We validated the predicted bounds by comparing them with the estimated \({r}_{pc}.\) Note that, in these comparisons, we consider the predicted bounds to be correct if the interval of the estimated \({r}_{pc}\) plus and minus one standard error of the estimate overlapped with the interval between the predicted bounds. Although the predicted bounds may capture the estimated \({r}_{pc}\), the bounds may not be very informative if they cover an extremely large range. For example, a predicted lower bound of − 1 and a predicted upper bound of 1 will always capture estimated \({r}_{pc}\), but such a prediction is not useful at all. Thus, we computed the range of bounds as the difference between the predicted upper and lower bounds of \({r}_{pc}\).

## Results

First, we compare the predicted bounds of \({r}_{pc}\) with the estimated \({r}_{pc}\). Second, we present the results on estimated genetic parameters such as heritabilities, \({r}_{pc},\) and genetic correlations between lines.

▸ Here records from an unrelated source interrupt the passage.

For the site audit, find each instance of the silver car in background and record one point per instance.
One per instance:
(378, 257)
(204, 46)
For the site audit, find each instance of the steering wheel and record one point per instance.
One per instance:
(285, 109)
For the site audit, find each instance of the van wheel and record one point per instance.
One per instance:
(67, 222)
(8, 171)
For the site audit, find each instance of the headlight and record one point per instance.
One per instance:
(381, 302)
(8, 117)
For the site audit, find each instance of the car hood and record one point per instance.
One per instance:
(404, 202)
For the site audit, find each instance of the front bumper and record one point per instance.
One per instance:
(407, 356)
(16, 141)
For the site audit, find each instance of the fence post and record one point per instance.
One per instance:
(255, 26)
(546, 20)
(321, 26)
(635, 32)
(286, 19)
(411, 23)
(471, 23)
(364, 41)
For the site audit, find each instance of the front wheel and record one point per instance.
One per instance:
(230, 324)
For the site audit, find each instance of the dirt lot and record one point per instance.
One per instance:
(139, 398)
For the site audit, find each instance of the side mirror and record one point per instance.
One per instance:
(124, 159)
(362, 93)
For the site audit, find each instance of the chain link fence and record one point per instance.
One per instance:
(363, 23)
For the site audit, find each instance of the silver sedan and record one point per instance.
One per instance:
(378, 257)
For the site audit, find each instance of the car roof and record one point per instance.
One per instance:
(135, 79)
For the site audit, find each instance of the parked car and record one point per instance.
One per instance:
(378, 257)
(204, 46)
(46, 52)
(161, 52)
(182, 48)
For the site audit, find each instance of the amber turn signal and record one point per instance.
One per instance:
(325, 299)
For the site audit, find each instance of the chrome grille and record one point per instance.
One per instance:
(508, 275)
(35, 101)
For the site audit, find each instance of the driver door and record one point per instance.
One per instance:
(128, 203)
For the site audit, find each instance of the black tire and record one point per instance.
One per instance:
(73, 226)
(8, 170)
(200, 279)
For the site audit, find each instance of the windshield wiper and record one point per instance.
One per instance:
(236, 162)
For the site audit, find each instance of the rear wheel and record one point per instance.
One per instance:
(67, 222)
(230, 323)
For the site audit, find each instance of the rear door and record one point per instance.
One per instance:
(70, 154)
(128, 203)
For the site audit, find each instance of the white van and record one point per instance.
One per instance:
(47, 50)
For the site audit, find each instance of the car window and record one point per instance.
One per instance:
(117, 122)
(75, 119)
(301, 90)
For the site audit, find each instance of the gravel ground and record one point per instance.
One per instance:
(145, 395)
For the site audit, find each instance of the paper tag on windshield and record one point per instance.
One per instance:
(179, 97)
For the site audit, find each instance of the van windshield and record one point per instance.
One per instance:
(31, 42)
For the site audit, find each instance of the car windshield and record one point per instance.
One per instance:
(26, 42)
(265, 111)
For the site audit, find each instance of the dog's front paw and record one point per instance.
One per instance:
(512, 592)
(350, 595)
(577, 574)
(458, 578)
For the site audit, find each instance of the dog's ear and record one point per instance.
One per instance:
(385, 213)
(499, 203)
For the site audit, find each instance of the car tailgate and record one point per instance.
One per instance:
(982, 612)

### Predicted bounds of \({r}_{pc}\)

Of the 15 trait-line combinations, the estimated \({r}_{pc}\) (plus or minus one standard error) fell between the predicted lower and upper bounds in 14 cases with VC_{GEBV}, 6 cases with VC_{GEBV-S}, and 14 cases with VC_{REML} (Fig. 1). With methods based on GEBV, the estimated \({r}_{pc}\) was usually closer to the upper bound than to the lower bound, while for VC_{REML}, this varied across traits and lines.

On average across traits, VC_{GEBV} resulted in the largest range for all lines (0.44–0.57), followed by VC_{GEBV-S} (0.21–0.40) and VC_{REML} (0.15–0.22) (Table 1). With VC_{REML}, the average range across traits was largest for line S (0.22), followed by the LR (0.19) and LW (0.15) lines.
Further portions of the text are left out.